Copying allocated arrays to an array of arrays/pointers

Hi, I’m new to CUDA and been writing a code where kernel should generate and store values in an empty array of arrays - no copying data from host.

Most examples I’ve seen allocate device arrays (with cudaMalloc) in a for loop and store pointers to these in a host array of pointers - after that they cudaMemcpy this array to a (previously allocated) device array of pointers. I guess these extra steps might have something to do with CC <5.0

I wanted to try a bit different approach by first allocating device array of pointers (d_histRx) using cudaMallocManaged and then, in a for loop allocating arrays on device, storing the pointer in a helper pointer variable, and cudaMemcpy-ing them to the appropriate index of d_histRx. I tried copying the size of the whole array, passing a reference (and some other variations I could think of) but they all throw the same error: cudaErrorInvalidValue (1)
Here is that part of my code:

unsigned int histlen = 3;
unsigned int particle_N_ = 16;
float** d_histRx
cudaError_t errstat
float* helper
errstat = cudaMallocManaged((void**)&d_histRx, histlen * sizeof(float*));
for (size_t i = 0; i < histlen; i++)
    {
        errstat = cudaMallocManaged((void**)&helper, particle_N_ * sizeof(float));
        assert(errstat == cudaSuccess);
        errstat = cudaMemcpy(d_histRx[i], helper, particle_N_ * sizeof(float), cudaMemcpyDeviceToDevice);
        assert(errstat == cudaSuccess); //throws the error
    }

I know this is not useful code per se - I did also just cudaMallocManaged directly to the d_histRx[i] and it works, like any other C malloc would.
But the mentioned examples confused me and now I really want to know why my first approach did not work - even more so in case I ever need to copy a device array to an array of arrays. What am I missing?

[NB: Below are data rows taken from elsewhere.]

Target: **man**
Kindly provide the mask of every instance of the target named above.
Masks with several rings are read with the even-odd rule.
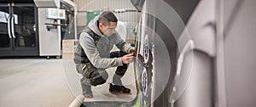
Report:
[[[121,77],[125,75],[128,64],[133,61],[134,48],[116,32],[117,21],[112,12],[103,12],[92,20],[79,34],[74,62],[78,72],[83,76],[80,82],[85,98],[93,98],[91,86],[106,82],[108,75],[105,69],[110,67],[117,69],[108,90],[111,93],[131,93],[131,89],[123,86]],[[110,52],[113,45],[120,51]]]

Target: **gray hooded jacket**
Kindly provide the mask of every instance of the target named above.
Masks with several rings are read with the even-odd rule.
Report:
[[[121,58],[110,58],[110,51],[113,45],[125,53],[130,53],[131,45],[121,39],[118,32],[110,37],[104,36],[98,28],[98,16],[92,20],[85,31],[80,33],[78,47],[75,48],[74,62],[76,65],[86,63],[88,60],[96,68],[109,68],[123,65]],[[91,30],[100,37],[96,44],[94,38],[88,34]],[[80,48],[79,48],[80,47]],[[84,60],[84,61],[83,61]]]

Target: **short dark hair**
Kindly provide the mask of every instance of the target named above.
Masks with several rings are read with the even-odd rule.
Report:
[[[117,22],[118,20],[116,16],[110,11],[105,11],[102,13],[99,17],[99,23],[102,23],[103,25],[108,25],[111,22]]]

when you allocate space here:

You are allocating space for an array of pointers. That is storage space to hold pointer values. There are no values in there after the allocation, or if you prefer you could imagine it is initially an array of null pointers - all zeros. (It’s not all zeros, but neither is it any useful value, so the behavior is equivalent to the behavior as if it were all zeros.) Bottom line, d_histRx points to “empty”, uninitialized space. So let’s pretend it is all zeros.

Now what happens when you do this:

That says, copy float data of length particle_N_ from a location pointed to by the value held in the helper pointer variable, to the location pointed to by the value held in the d_histRx[i] pointer variable. But d_histRx[i] (for every i), is empty, uninitialized space. As if it were zero. So you can’t copy to the location pointed to by a null pointer (the pointer whose numerical value is zero). And if you don’t like calling it zero, then imagine it is a pointer whose numerical value is a random, garbage number. You can’t (in the general case) copy to that location either.

The cudaMemcpy API call evidently checks the pointers you pass it, to make sure they are in a space corresponding to their intent (source or destination) using the specified transfer direction cudaMemcpyDeviceToDevice.

What you might be able to do (I haven’t tried it, but I think it would work) is to just copy&& the pointer value itself:

    errstat = cudaMemcpy(d_histRx+i, &helper, sizeof(float*), cudaMemcpyHostToDevice);

I should point out for future readers that I wouldn’t recommend this allocation scheme anyway, for reasons that I believe are widely discussed: pointer chasing is not the most efficient way to index into a multidimensional array, and furthermore this creates an unwieldy group of sub-allocations that have to be allocated, used&, and freed independently. There are simpler and more efficient approaches. But I gather your intent with this question is to study and learn, which is fine, of course.

(& Yes, some usage patterns won’t appear to be independent. But relatively simple usage patterns like trying to index through an array using pointer arithmetic, for example to go from one row to the next, may not work.)

(&& in fact, since both locations are accessible from host code, you could do:

memcpy(d_histRx+i, &helper, sizeof(float*));

)

Thank you very much for the detailed answer!
My initial attempt was actually passing data (pointer) stating just “sizeof(float*)” but forgetting that cudaMemcpy needs addresses (not the data) from & to where to copy, and that is in this case from &helper to d_hist+i as you wrote.
Not sure why I got stuck with that misconception, I am familiar with nullptr and that it can’t be written to - but at least I got try out all possible mistakes with these functions at once while tweaking.

Thanks also for the resources on multidimensional arrays, I’ll be looking into them in detail, and I was not aware of some seemingly newer functions (like cudaMallocPitch). Book I’ve read only mentions pointer arithmetic with the linear memory. My idea with this was actually to have a way to gather history of changes to a 1D array with unpredictable number of “logs” before copying it to host in batch - but considering the limited device memory I guess it is wiser to predict a certain number of “logs” in accordance with available memory and trigger (asynchronous) copying to host when full, free it and re-allocate it.